As Royal Dutch Shell explores for oil in the Chukchi Sea, the Coast Guard has come up with what it foresees as the worst-case scenarios, if indeed Shell’s venture leads to a wider opening of Arctic energy resources.

In a paper prepared for a multinational Arctic Council working group on disaster preparedness, Coast Guard planners outlined two contingencies that would require a massive control and cleanup response – with limited success in the harsh environment of the high latitudes.

Drawing on documents prepared over years of work by the Alaska Department of Environmental Conservation, the Coast Guard looked at the potential for a single exploratory well accident that defeats blowout preventer safeguards, venting 61,000 bbls. a day for starters before being brought under control in 74 days after a 2 million-bbl. spill.

That would be about half the volume of the 2010 Deepwater Horizon disaster in the Gulf of Mexico, where estimates say 4.2 million to 5 million bbls. vented over 86 days. But in the Arctic, sea conditions would be far worse.

“Winter is fast approaching. The ice edge has already passed the platform and is continuing to advance rapidly,” the scenario paper states. “Ice coverage exceeds 60% at the time of the spill. Estimates indicate ice coverage will exceed 75% in 30 days and approach 100% within 60 days of the initial spill date.”

There are resources in place on Alaska’s North Slope to start a cleanup – the region has lots of booming and skimming equipment to retrieve floating oil, the paper notes. But time is limited and by early November those operations would be limited by crew safety considerations.

A scenario with potentially international implications would be a tanker spill in the Aleutian Islands, with long-term impact on remote island settlements and wildlife.

That exercise imagines an Asia-bound tanker that attempts to divert to Dutch Harbor after a partial power failure, only to collide with a fish processing vessel in the confines of the Unimak Pass. The tanker limps into Dutch Harbor, but not before losing 200,000 bbls. of a heavy petroleum product called vacuum tower bottom blend (VTBB).

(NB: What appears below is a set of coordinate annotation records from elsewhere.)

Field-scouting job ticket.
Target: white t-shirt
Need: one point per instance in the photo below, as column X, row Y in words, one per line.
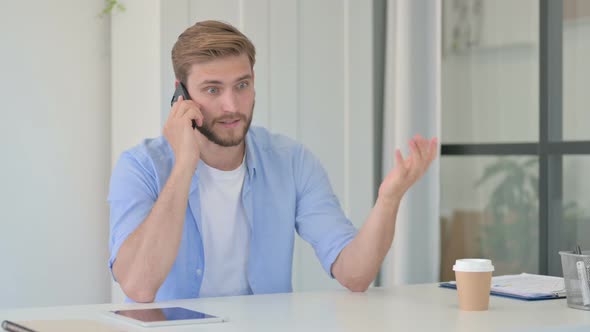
column 225, row 232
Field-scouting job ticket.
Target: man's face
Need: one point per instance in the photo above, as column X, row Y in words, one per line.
column 224, row 90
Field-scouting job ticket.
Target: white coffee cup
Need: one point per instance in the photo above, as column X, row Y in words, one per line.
column 474, row 281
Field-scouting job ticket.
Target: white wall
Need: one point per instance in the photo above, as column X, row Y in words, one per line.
column 313, row 83
column 55, row 164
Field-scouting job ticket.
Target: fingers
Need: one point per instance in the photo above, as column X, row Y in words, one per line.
column 194, row 114
column 187, row 109
column 433, row 149
column 399, row 159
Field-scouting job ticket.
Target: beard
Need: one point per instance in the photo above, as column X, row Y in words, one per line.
column 233, row 140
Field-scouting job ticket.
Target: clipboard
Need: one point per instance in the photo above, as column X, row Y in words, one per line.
column 524, row 286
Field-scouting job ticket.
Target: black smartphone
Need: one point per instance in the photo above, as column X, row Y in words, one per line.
column 181, row 91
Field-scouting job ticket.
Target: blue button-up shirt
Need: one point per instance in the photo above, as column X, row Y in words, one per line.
column 285, row 190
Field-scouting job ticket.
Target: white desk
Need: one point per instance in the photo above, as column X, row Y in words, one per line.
column 408, row 308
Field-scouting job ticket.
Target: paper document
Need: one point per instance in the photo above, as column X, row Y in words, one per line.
column 524, row 286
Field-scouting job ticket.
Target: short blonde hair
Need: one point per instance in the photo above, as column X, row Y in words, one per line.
column 206, row 41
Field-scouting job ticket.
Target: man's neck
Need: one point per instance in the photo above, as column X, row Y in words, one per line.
column 223, row 158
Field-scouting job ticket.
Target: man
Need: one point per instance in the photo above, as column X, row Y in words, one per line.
column 212, row 211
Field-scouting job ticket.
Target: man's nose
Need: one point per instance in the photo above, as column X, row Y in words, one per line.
column 229, row 102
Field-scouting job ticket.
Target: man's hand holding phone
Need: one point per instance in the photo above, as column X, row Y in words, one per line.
column 178, row 130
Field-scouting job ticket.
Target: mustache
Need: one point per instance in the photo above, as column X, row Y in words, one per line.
column 230, row 117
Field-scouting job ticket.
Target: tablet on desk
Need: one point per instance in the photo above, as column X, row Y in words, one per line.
column 164, row 316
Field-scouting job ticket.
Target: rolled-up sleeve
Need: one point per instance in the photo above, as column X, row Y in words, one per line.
column 320, row 220
column 132, row 194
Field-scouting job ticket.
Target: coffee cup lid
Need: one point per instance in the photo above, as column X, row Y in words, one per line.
column 473, row 265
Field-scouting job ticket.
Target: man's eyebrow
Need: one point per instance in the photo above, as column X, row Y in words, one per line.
column 241, row 78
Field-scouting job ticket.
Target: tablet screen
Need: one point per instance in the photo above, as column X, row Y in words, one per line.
column 163, row 314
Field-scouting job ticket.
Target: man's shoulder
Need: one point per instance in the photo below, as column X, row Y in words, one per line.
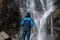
column 27, row 18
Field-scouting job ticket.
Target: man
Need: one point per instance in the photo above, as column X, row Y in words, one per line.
column 27, row 24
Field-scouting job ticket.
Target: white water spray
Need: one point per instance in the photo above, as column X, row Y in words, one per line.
column 40, row 21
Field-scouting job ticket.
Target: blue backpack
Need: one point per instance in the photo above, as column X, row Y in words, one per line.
column 27, row 24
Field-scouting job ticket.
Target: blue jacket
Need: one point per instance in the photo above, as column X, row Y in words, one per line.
column 27, row 18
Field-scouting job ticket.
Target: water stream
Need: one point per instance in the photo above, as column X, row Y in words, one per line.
column 38, row 16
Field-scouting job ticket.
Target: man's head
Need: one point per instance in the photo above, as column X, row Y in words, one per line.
column 28, row 15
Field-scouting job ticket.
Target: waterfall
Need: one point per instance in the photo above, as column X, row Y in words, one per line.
column 40, row 21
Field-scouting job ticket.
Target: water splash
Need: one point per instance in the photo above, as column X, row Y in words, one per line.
column 39, row 20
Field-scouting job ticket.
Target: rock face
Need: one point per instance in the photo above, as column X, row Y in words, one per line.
column 10, row 16
column 3, row 35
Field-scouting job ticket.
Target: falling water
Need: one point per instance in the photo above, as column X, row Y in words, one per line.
column 39, row 21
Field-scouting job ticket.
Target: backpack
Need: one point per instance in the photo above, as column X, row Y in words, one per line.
column 27, row 24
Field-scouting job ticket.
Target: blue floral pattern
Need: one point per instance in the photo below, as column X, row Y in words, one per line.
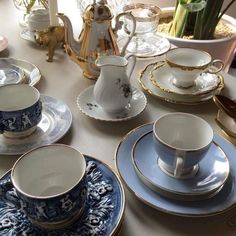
column 103, row 209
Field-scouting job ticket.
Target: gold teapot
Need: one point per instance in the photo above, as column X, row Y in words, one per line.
column 97, row 37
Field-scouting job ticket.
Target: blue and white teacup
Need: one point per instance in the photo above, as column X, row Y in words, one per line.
column 181, row 140
column 20, row 110
column 50, row 182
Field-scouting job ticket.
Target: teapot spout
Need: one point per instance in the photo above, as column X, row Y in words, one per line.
column 70, row 42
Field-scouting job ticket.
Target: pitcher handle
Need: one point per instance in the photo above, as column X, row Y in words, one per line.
column 118, row 27
column 131, row 58
column 212, row 69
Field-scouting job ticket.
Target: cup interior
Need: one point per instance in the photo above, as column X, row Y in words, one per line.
column 188, row 57
column 48, row 171
column 183, row 131
column 146, row 16
column 17, row 97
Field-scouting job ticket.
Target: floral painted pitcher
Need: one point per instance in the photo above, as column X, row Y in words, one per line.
column 112, row 90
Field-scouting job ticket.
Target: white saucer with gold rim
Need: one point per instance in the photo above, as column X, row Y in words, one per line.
column 148, row 86
column 87, row 104
column 163, row 79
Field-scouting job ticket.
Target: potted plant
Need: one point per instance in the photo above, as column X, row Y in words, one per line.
column 199, row 18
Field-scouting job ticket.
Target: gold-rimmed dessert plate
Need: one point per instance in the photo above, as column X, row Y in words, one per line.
column 150, row 88
column 164, row 80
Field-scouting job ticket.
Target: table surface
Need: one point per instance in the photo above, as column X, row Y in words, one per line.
column 63, row 79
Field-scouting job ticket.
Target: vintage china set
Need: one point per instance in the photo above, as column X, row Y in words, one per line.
column 211, row 191
column 102, row 214
column 156, row 79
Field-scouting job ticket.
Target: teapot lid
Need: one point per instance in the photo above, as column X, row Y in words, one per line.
column 98, row 11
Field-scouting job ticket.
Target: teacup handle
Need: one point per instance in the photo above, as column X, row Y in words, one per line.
column 179, row 164
column 214, row 64
column 131, row 58
column 118, row 26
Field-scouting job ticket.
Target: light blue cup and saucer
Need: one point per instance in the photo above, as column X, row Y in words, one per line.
column 183, row 163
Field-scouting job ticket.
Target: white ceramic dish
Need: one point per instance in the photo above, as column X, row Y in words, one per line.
column 226, row 123
column 211, row 176
column 3, row 43
column 148, row 86
column 32, row 72
column 163, row 79
column 221, row 202
column 56, row 121
column 89, row 107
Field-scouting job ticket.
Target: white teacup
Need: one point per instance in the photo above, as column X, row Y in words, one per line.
column 181, row 140
column 186, row 64
column 38, row 20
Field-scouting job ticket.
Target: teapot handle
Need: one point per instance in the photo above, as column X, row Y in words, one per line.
column 132, row 61
column 119, row 24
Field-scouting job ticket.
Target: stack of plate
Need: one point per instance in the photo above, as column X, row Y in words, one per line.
column 210, row 191
column 157, row 80
column 14, row 71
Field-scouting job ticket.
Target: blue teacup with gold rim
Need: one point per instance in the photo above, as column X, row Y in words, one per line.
column 181, row 141
column 50, row 182
column 20, row 110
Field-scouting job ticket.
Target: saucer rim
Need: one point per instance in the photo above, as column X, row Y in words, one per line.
column 110, row 119
column 112, row 171
column 32, row 81
column 177, row 194
column 154, row 206
column 166, row 97
column 122, row 37
column 154, row 81
column 69, row 123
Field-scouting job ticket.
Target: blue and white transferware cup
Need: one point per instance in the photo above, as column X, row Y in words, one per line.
column 20, row 110
column 50, row 182
column 181, row 140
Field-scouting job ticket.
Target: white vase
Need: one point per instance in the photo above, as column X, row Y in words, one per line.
column 223, row 49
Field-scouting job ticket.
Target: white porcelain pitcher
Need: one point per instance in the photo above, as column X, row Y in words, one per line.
column 112, row 90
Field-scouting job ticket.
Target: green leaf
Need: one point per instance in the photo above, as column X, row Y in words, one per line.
column 193, row 6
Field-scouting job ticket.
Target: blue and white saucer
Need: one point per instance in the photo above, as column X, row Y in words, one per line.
column 210, row 178
column 225, row 199
column 32, row 73
column 102, row 215
column 89, row 106
column 56, row 121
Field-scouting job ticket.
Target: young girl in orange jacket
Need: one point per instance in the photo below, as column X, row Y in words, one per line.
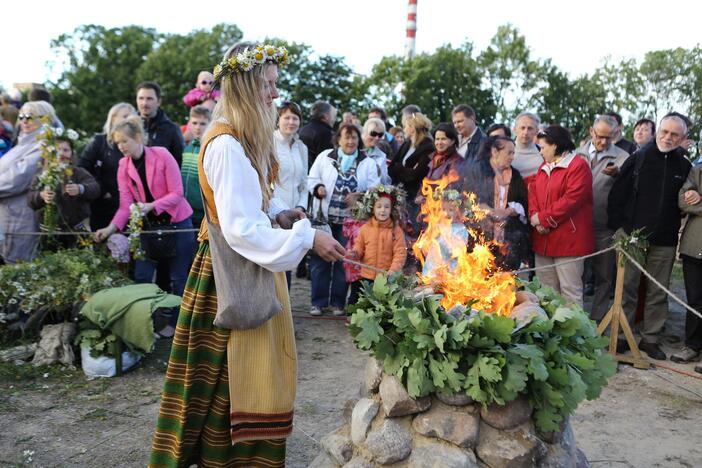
column 381, row 241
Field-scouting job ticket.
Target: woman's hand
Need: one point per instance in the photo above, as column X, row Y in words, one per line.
column 327, row 247
column 104, row 233
column 47, row 195
column 72, row 189
column 691, row 197
column 501, row 214
column 145, row 207
column 286, row 218
column 320, row 192
column 352, row 198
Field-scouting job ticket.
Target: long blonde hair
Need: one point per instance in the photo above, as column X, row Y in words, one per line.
column 241, row 106
column 110, row 122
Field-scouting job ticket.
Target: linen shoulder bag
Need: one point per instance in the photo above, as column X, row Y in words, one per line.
column 246, row 296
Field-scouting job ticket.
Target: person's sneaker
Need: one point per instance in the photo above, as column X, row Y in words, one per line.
column 653, row 350
column 685, row 355
column 338, row 311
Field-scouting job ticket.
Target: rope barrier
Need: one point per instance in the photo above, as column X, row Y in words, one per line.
column 573, row 260
column 655, row 281
column 83, row 233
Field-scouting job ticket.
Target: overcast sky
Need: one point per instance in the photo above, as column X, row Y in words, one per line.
column 576, row 35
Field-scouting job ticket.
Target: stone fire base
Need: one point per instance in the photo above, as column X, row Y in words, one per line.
column 386, row 427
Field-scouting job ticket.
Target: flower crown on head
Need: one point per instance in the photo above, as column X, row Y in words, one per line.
column 245, row 61
column 364, row 207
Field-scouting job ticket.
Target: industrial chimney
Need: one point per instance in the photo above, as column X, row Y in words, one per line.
column 411, row 28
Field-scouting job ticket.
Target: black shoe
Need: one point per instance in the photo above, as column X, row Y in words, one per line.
column 301, row 271
column 653, row 350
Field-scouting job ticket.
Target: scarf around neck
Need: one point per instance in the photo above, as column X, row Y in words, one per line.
column 346, row 160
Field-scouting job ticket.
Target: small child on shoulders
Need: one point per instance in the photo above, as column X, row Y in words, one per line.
column 203, row 90
column 381, row 241
column 199, row 120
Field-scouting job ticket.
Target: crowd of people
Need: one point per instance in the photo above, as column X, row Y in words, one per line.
column 276, row 189
column 549, row 200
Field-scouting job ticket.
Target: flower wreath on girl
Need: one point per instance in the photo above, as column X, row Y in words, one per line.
column 363, row 211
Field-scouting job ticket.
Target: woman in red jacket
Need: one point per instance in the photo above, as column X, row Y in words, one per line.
column 560, row 210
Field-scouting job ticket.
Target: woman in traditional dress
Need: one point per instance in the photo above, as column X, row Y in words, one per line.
column 228, row 394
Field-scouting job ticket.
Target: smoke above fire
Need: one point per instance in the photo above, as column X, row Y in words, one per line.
column 456, row 260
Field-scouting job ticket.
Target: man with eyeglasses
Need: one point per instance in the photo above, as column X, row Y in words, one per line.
column 317, row 134
column 159, row 128
column 605, row 160
column 470, row 137
column 645, row 196
column 203, row 91
column 373, row 132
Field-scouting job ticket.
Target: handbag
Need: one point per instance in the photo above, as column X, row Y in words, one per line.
column 320, row 222
column 160, row 245
column 246, row 296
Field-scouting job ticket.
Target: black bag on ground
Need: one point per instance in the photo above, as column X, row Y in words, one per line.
column 162, row 244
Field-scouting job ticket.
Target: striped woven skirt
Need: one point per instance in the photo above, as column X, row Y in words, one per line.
column 193, row 421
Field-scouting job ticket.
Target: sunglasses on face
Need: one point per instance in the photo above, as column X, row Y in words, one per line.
column 292, row 106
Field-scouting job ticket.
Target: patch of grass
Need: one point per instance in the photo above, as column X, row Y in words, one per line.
column 11, row 374
column 99, row 414
column 307, row 408
column 676, row 275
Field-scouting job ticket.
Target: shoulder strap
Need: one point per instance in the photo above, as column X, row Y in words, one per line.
column 638, row 163
column 206, row 192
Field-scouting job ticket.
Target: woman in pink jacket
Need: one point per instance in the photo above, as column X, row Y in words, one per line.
column 149, row 177
column 560, row 210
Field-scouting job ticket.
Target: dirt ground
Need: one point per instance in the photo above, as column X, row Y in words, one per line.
column 56, row 417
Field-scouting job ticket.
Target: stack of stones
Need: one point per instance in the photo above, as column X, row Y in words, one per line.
column 386, row 427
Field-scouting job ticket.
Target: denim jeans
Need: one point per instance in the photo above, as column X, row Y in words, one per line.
column 329, row 286
column 179, row 266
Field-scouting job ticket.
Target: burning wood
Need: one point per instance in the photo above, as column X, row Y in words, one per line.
column 449, row 267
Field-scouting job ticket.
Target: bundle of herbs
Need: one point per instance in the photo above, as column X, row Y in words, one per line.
column 554, row 357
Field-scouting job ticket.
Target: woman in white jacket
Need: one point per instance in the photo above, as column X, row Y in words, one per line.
column 291, row 187
column 336, row 180
column 292, row 156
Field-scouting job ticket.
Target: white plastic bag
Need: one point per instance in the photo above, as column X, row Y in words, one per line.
column 104, row 366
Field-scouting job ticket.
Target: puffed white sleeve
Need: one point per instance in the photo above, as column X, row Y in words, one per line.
column 245, row 226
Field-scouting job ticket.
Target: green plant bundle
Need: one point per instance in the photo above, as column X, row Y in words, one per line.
column 556, row 361
column 57, row 281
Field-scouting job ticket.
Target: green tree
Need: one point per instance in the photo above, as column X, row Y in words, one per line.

Even in April, with sea states of 10’ to 30’ and temperatures around 40 degrees, regional spill response cooperatives would have their work cut out for them. Oil would be cast up on rocky shores close to the accident scene, and farther out to sand and gravel shorelines, wave-cut terraces and tidal flats.

“Resources in the immediate area of the spill that are at risk include sea lions, otters, waterfowl concentrations, and seabird colonies,” the paper notes. “Unimak Pass is a major transportation route for vessels transiting the Great Circle Route between North America and the Far East. Any significant spill in this area would severely impact international trade as well as local and regional users of this location.”

On the plus side, Alaska has “a ready fleet of response vessels experienced in pollution operations … located in Kodiak, English Bay, Port Graham, Homer, Kenai, and Seldovia,” and many commercial and fishing vessels that could be recruited to the response, according to the paper. “An available armada of response vessels exists with great potential to benefit a spill response if properly supported and managed effectively.”

But the logistics would be daunting, with the need to house and feed cleanup crews over a huge expanse.

The scenarios will figure in a three-day exercise this month hosted by Coast Guard officials with representatives of the Arctic Council. “We wanted something that was realistic, based on real-world activity and real-world activity has inherent risks,” Mark Everett, a Coast Guard incident management, told the Alaska Dispatch News.